What was being run when the above ERROR was triggered?
The initial copy of a table. Other than that we ran select pg_size_pretty(pg_relation_size('table_name')) to see the current size of the table being copied to get a feeling on progress.
And whenever we added a new table to the publication we ran ALTER SUBSCRIPTION migration REFRESH PUBLICATION; to add any new table to the subscription. But not around that timestamp, about 50 minutes before the first occurence of that ERROR. (no ERRORS after prior ALTER SUBSCRIPTIONs).

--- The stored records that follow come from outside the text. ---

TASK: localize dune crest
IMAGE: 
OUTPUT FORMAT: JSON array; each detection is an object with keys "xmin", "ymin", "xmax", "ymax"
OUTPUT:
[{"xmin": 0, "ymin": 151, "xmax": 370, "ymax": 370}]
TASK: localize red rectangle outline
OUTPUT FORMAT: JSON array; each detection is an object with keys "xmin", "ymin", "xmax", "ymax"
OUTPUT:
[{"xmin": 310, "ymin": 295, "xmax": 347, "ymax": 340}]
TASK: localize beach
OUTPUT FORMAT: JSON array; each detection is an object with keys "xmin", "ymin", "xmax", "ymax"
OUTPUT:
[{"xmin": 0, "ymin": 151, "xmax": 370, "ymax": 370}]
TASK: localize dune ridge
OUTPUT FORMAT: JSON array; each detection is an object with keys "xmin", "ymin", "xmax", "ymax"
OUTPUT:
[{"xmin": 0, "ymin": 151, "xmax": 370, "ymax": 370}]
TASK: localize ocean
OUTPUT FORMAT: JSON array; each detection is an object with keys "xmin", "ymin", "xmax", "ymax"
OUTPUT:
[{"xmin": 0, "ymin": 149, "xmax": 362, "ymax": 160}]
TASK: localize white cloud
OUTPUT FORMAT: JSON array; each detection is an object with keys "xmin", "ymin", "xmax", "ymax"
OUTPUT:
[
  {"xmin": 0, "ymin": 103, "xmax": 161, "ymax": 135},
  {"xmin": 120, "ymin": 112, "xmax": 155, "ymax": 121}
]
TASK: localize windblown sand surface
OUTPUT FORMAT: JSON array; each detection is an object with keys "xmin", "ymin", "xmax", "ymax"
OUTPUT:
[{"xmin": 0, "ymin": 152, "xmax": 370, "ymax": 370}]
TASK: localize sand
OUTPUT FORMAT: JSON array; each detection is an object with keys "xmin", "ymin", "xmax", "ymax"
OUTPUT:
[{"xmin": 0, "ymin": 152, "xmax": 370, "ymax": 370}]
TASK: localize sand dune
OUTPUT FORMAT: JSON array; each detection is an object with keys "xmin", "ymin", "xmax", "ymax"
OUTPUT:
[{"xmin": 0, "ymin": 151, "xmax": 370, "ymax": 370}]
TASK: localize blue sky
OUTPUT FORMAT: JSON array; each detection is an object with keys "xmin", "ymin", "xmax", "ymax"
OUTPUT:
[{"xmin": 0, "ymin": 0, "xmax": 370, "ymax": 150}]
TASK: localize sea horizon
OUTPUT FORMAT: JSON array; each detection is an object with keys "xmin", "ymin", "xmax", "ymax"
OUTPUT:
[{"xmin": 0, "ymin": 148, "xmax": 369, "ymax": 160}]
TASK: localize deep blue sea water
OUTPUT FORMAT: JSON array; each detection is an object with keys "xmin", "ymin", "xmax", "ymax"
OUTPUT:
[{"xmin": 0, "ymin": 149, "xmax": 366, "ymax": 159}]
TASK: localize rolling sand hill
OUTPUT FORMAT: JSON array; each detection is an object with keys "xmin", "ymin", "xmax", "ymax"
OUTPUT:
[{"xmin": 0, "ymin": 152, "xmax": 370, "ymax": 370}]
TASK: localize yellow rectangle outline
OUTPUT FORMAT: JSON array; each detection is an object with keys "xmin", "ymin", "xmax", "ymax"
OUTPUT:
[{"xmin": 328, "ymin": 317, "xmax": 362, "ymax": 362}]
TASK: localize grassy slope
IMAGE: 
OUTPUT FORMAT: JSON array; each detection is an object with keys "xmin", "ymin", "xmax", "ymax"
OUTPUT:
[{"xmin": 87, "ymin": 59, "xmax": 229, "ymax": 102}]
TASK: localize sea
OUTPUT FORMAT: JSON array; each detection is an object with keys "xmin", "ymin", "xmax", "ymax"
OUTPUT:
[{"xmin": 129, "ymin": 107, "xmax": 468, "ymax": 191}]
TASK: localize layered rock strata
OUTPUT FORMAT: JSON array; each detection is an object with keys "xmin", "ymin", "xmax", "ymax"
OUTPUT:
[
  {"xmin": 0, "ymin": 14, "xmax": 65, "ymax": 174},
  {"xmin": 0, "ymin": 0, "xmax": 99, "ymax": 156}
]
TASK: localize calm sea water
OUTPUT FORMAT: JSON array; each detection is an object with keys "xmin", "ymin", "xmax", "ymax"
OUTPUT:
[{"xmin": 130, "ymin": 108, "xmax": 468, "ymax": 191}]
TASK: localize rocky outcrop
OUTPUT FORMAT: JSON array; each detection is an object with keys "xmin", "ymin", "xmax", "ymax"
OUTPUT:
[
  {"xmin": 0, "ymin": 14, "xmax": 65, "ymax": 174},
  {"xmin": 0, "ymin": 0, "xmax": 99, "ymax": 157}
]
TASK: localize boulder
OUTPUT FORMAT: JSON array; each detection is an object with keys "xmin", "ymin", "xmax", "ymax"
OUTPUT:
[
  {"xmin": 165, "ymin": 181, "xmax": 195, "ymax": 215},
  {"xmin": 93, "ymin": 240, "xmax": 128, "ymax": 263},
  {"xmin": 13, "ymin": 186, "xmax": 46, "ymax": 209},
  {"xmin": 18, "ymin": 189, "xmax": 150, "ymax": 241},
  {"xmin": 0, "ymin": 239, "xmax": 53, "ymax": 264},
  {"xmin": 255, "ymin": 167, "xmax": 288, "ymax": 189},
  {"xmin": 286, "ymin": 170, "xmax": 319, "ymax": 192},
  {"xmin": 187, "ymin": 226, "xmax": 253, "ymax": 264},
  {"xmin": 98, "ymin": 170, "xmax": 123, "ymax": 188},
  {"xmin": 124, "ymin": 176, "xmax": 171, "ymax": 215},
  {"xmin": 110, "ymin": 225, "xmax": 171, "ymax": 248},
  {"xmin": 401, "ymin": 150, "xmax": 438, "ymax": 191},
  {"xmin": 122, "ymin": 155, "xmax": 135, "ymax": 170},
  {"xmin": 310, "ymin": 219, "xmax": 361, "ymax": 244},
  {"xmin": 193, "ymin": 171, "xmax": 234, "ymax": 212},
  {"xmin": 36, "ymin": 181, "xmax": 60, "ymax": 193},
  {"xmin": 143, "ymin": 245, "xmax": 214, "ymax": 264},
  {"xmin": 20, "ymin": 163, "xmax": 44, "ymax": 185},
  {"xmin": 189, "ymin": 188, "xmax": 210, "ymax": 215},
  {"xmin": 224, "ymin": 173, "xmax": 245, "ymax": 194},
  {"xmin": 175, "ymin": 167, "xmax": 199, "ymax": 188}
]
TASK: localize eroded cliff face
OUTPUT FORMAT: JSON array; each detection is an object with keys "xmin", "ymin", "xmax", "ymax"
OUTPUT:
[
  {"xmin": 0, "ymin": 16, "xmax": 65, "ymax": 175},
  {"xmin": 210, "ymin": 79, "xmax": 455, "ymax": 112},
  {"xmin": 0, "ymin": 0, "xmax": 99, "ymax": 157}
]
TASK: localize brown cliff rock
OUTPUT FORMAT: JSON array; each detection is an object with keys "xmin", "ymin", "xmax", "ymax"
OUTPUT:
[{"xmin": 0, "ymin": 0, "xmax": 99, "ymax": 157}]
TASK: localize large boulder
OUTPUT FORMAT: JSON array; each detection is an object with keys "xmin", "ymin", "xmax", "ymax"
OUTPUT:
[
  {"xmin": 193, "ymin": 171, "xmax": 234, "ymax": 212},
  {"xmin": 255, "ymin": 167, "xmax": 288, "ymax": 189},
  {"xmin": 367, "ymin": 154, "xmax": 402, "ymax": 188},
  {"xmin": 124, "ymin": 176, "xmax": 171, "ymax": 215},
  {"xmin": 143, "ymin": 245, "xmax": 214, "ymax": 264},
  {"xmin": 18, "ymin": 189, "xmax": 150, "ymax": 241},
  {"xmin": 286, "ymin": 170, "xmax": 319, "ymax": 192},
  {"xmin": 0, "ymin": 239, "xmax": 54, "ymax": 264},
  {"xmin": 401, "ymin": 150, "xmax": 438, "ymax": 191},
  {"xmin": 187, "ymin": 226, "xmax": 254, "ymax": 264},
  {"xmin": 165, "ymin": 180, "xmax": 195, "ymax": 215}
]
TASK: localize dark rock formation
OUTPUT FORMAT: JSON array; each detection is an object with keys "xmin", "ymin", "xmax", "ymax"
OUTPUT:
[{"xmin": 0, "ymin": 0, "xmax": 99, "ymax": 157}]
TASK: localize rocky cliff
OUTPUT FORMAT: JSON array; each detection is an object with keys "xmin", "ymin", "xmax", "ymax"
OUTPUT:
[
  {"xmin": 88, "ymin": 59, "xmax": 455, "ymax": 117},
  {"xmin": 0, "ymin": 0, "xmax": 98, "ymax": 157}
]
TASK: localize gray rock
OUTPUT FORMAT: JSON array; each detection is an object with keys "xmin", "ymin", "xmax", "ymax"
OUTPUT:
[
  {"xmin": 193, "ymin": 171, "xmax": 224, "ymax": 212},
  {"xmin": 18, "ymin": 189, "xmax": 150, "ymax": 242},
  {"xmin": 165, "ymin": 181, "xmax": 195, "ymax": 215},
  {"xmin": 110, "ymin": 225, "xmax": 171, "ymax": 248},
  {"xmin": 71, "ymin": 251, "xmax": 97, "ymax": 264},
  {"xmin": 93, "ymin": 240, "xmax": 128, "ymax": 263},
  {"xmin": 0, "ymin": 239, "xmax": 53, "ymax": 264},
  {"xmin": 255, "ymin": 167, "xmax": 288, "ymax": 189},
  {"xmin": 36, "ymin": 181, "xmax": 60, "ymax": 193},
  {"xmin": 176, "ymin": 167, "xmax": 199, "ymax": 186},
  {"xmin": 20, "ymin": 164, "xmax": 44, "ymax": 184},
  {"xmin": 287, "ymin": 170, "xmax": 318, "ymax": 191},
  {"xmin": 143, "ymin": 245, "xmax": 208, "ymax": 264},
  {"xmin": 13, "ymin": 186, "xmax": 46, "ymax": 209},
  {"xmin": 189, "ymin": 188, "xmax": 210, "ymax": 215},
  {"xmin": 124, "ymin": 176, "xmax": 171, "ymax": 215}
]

But after the initial copy's ended there are more ERROR's on different WAL segments missing. Each missing wal segment is logged as ERROR a couple of times and then no more. After a couple of hours no errors are logged.
Lars
On Mon, Dec 21, 2020 at 10:23 PM Adrian Klaver <adrian.klaver@xxxxxxxxxxx> wrote:
On 12/21/20 12:26 PM, Lars Vonk wrote:
> Hi Adrian,
>
> Thanks for taking the time to reply!
>
> 2) Are the logs still available for inspection to see if there where
> any
> errors thrown?
>
>
> Yes, and we dug into those. And we also found some indications that
> something went wrong.
>
> 4) How did you determine the rows where missing?
>
>
> We were alerted by a bug later that day and found that some rows were
> missing in the new primary. We did a compare based on primary key and
> found that several tables were missing rows. Before the switch we
> unfortunately only checked max(id) and did some counts on tables and
> those all checked out. We didn't do a count on all tables...
>
> So to come back at the logs:
>
> We dug a little deeper and we did found ERROR logs around the time we
> ran the initial copies. During a period of several hours that day we see
> a couple of messages like:
>
> ERROR: requested WAL segment 00000001000001F10000001D has already
> been removed
What was being run when the above ERROR was triggered?
>
> Regards,
> Lars
>
> On Sun, Dec 20, 2020 at 6:58 PM Adrian Klaver <adrian.klaver@xxxxxxxxxxx
--
Adrian Klaver
adrian.klaver@xxxxxxxxxxx